Nas Olimpíadas daquele ano, atletas negros americanos ergueram seus punhos cerrados no pódio, na saudação associada ao Poder Negro.

Em São Paulo, Luiz Alberto da Silva, o Luizão, criou uma equipe de bailes para jovens negros.

Esse baile era a Chic Show, que faria seu primeiro grande evento em 1974 no Ginásio do Palmeiras, espaço que hoje se situa debaixo de um dos gols do campo do Allianz Parque.

Em 13 de julho, o festival Chic Show 50 Anos acontecerá no estádio para celebrar o aniversário do baile que é referência para a identidade negra na cidade.
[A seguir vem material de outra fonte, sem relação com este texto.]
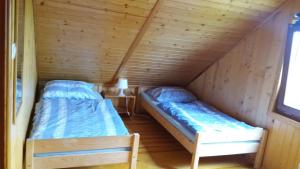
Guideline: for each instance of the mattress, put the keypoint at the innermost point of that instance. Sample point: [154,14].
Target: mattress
[70,118]
[214,126]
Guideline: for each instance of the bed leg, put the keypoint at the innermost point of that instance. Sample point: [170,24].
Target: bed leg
[134,153]
[260,151]
[196,156]
[29,154]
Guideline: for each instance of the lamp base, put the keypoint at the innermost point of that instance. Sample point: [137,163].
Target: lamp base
[121,93]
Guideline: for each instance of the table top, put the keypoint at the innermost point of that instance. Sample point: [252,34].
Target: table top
[115,95]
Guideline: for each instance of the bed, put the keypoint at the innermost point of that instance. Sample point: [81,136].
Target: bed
[73,126]
[201,129]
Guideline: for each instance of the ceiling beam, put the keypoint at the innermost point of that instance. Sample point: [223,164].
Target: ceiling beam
[137,40]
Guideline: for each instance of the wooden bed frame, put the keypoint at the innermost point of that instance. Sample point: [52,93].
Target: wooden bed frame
[34,147]
[213,149]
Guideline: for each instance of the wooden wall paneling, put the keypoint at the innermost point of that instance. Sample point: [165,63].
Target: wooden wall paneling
[192,29]
[187,35]
[243,83]
[98,30]
[17,131]
[137,39]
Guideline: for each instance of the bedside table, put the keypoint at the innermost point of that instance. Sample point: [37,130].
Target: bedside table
[123,104]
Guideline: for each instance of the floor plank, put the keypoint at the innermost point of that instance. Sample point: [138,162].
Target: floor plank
[158,149]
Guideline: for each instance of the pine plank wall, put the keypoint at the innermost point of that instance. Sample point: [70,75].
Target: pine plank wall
[244,83]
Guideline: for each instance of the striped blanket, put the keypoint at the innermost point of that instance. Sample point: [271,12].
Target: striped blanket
[70,118]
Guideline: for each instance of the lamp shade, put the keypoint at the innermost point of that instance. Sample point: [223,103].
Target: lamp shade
[122,83]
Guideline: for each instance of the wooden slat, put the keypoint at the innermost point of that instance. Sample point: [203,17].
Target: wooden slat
[104,30]
[81,160]
[244,84]
[60,145]
[137,39]
[207,150]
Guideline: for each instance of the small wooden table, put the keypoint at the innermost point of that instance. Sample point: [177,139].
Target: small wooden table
[123,104]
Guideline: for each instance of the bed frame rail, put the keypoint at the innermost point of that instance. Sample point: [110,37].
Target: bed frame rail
[125,149]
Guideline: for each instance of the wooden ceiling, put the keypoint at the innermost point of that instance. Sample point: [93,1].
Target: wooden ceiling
[96,40]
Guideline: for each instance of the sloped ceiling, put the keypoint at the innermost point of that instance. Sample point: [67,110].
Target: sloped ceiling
[88,39]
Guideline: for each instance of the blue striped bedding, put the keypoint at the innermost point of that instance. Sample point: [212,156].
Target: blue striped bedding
[71,118]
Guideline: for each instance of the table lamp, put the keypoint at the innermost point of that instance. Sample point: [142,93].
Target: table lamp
[121,85]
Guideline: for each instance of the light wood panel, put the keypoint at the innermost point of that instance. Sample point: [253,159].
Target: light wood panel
[244,84]
[87,40]
[3,81]
[159,150]
[17,131]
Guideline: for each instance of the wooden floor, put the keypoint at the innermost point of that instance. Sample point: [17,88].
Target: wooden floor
[158,149]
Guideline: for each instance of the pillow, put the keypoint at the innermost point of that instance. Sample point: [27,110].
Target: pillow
[70,84]
[171,94]
[19,88]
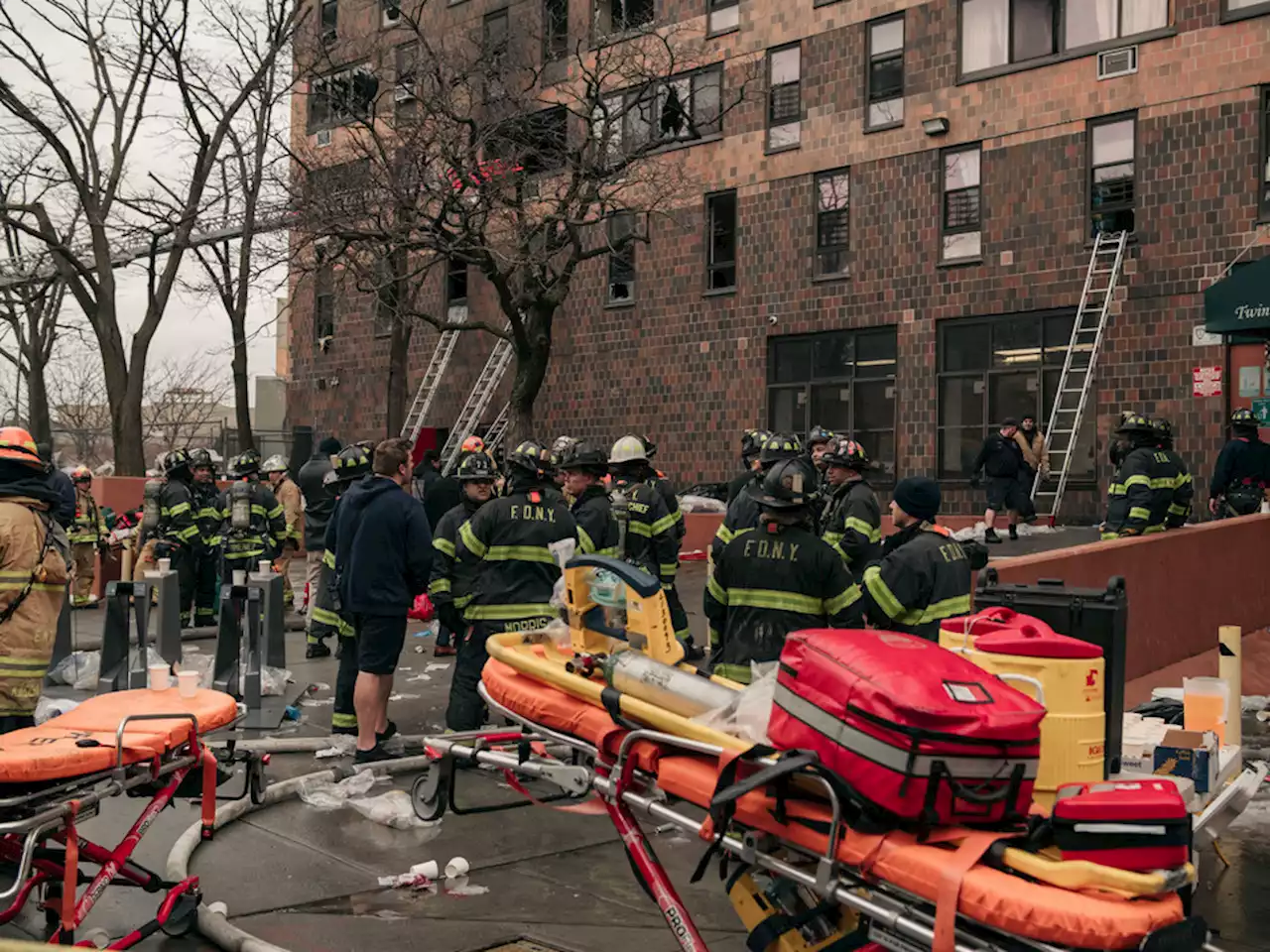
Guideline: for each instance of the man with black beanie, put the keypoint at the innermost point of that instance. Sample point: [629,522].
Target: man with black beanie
[925,574]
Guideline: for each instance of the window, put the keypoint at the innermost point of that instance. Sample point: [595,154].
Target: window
[1097,21]
[324,304]
[722,16]
[832,222]
[407,90]
[960,222]
[621,258]
[341,96]
[456,285]
[843,380]
[1111,175]
[556,35]
[620,16]
[784,96]
[885,73]
[684,108]
[329,16]
[1264,164]
[536,143]
[996,367]
[721,241]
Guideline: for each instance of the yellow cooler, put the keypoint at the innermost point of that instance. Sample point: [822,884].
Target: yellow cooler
[1071,673]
"O evento pegou o lado emocional de todo mundo. Para quem viveu aquela época, esse evento vai trazer muitas recordações", acredita André Matalon, sócio da Music On, produtora responsável pelo festival. "E ainda tem o gancho da Chic Show de volta ao Palmeiras."

Aaron J. Thornton/Getty Images

O festival traz a cantora americana Lauryn Hill como atração principal. Seu ex-parceiro no grupo Fugees Wyclef Jean também se apresentará, além de YG Marley, filho de Hill que este ano entrou para o Top 50 Brasil do Spotify com a música "Praise Jah In the Moonlight".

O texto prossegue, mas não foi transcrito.